Why not ask WES directly?

None of us works for WES so we would only be guessing as to whether or not they'd accept the documents you're wanting to send.

You're paying them a good deal of money to evaluate your qualifications so you should take advantage of asking them any manner of questions to ensure that your file isn't delayed because they don't have the correct information from you.


----------



## DiamondColors007 (Aug 10, 2010)

syncroy said:


> Hi,
> I have a question related to WES.
> I have my full name on all the education certificates . later I got the name change done via megistrate office and a copy of the same was sent to the gazzatte printing press . After this I got my passport done on the new name and all my employment letters has the new name .
> Now when I am at WES , it ask for the name and I am in a confusion if I need to mention the name as per the certificates or the new name.
> Please advice


 Talk to WES and IRCC as the latter will ask you to provide all your previous names when you apply for Visa. IRCC may advise you on how to deal with documents with your previous name.

Good luck!


----------



## sam2206 (Mar 7, 2017)

So many people change their name after marriage, but once you change your name, you need to stick to it. So when you fill up the application, etc. on WES - USE YOUR NEW NAME.. Otherwise your evaluation will be in the old name and that would be more difficult to explain to IRCC..
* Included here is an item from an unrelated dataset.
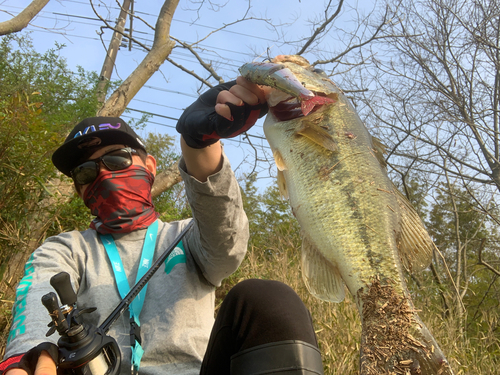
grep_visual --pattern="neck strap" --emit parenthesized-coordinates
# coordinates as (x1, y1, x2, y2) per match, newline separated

My wife has all her education certificates in her maiden name, but she filled up the WES form with her married name and provided the adequate documentary proof of her name change (in her case, a copy of the marriage certificate, a copy of her old passport showing maiden name and new passport showing married name).. 

Name change is not that difficult to prove and most organizations understand that and dont create a problem, as long as you provide the correct documentary evidence..


----------



## keepa123 (Apr 25, 2018)

Helio everyone I have a question related to WES.

I have created an account on WES and send all the required documents to WES, they received it. but while creating account i made spelling mistake like ....instead of name Keepa, I wrote Keep..so how can i correct my name spelling....please, help me.


----------